Eskalation im Multiplex

Kinobesucher beschwerte sich über rauchende Gäste und zahlte beinahe mit dem Leben dafür: Fünf junge Männer im Alter zwischen 18 und 22 Jahren stehen nun vor Gericht

Sie haben gezeigt, dass sie keine Kinder mehr sind. Das abfällige „Kinder“ und „Spinner“ haben die fünf nicht auf sich sitzen lassen. Erst war der Streit verbal, dann wurde er mit Schlägen und Tritten weitergeführt, und schließlich lag einer von Messerstichen verletzt am Boden: Notoperation. Die blutige Auseinandersetzung im UCI-Kinocenter an der Hamburger Straße, die im März vorigen Jahres eine Diskussion über die Sicherheit in der Stadt entflammte, hat seit gestern ein Nachspiel vor Gericht: Das Landgericht eröffnete den Prozess gegen die fünf jungen Männer im Alter zwischen 18 und 22 Jahren, die unter anderem wegen gefährlicher Körperverletzung angeklagt sind.

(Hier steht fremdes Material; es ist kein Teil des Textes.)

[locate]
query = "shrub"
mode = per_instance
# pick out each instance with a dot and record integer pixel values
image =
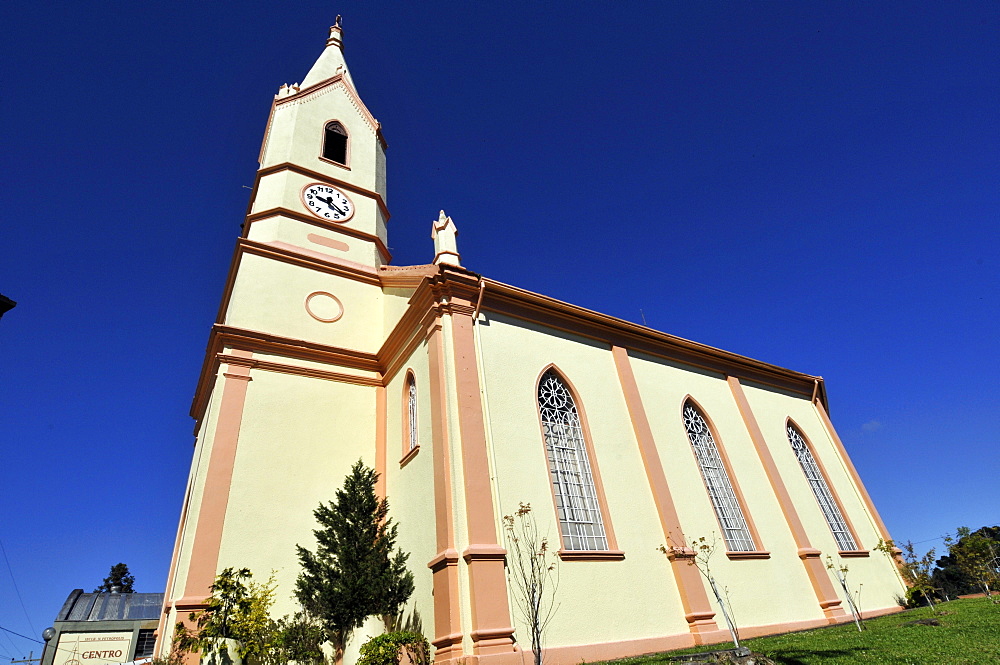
(384, 649)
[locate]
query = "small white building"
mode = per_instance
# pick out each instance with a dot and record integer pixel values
(469, 397)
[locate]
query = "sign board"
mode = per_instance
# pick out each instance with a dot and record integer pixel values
(93, 648)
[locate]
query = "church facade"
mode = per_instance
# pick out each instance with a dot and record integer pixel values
(471, 397)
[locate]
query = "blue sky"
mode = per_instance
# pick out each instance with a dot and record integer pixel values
(809, 184)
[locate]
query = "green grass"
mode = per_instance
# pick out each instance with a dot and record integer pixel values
(969, 634)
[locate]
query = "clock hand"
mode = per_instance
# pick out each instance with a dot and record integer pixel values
(329, 202)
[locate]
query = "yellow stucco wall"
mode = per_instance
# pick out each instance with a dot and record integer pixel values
(258, 303)
(767, 591)
(598, 598)
(196, 488)
(410, 489)
(877, 575)
(298, 439)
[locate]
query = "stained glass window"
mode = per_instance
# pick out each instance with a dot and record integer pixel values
(824, 497)
(569, 467)
(720, 488)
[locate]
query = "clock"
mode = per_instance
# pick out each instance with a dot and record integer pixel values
(327, 202)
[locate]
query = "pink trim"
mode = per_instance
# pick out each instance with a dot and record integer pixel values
(380, 440)
(737, 556)
(327, 242)
(321, 319)
(326, 258)
(690, 586)
(215, 497)
(444, 566)
(591, 555)
(819, 578)
(491, 630)
(410, 454)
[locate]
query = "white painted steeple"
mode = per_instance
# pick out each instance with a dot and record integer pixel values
(321, 185)
(331, 62)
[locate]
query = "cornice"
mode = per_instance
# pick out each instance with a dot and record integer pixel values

Von großspurigem Auftreten kann vor dieser Kulisse keine Rede mehr sein. Einer der Männer beklagt über seine Anwältin seine schlechte Verfassung, weil er eine Grippe hat, ein anderer, weil er die Nacht bei seiner hochschwangeren Freundin verbrachte und unausgeschlafen ist. Am 10. März 2004 noch hatten sich die Schulfreunde weniger als Mimöschen aufgeführt. Da waren sie „übermütig“, wie einer vor Gericht einräumte, und hätten sich als Gruppe „stark gefühlt“. Die fünf fanden es offenbar überaus cool, während des Filmes im Kinosaal zu rauchen. Ein anderer Besucher, der sich beschwerte, musste sich noch anhören, er solle gefälligst „bitte“ sagen.

Als der Film vorbei war, traf man sich im Eingangsbereich wieder. Es kam zu Beleidigungen („Kinder“), Rempeleien und ersten Tritten. Im Verlauf des Streites sollen dann zwei der Angeklagten Messer gezogen und zugestochen haben. Einer der Kontrahenten wurde am Oberschenkel getroffen, ein anderer lebensgefährlich an der Halsschlagader. Nur durch eine Notoperation konnte er gerettet werden.

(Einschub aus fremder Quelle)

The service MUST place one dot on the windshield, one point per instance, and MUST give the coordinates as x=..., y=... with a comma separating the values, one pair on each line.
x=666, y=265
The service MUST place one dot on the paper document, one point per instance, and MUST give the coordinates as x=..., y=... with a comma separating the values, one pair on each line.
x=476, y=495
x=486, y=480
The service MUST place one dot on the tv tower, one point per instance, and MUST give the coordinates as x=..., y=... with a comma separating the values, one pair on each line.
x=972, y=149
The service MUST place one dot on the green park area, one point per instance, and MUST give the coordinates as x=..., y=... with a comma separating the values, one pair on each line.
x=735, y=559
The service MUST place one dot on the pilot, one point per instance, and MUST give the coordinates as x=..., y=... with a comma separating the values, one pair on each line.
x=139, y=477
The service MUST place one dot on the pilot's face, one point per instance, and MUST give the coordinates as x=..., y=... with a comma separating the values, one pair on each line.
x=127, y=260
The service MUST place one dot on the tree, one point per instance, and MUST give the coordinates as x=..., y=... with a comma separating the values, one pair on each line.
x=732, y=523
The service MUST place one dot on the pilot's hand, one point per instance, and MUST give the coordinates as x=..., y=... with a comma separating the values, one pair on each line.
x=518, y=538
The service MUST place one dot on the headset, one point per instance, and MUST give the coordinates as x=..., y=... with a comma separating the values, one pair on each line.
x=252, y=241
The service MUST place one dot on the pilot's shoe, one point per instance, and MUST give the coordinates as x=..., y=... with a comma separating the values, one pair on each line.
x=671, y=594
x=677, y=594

Vor Gericht behaupten die Angeklagten, die Auseinandersetzung nicht gesucht zu haben. Es habe keine Verabredung gegeben, auf die Kinobesucher loszugehen, die ihnen das Rauchen verwehren wollten. Allerdings hatte der 21-jährige Ömer O. vor der Polizei noch eine andere Version des Abends zu Protokoll gegeben: Demnach haben die Freunde nach der Vorstellung die anderen Kinobesucher bewusst abgefangen, „um noch mal mit ihnen zu reden“.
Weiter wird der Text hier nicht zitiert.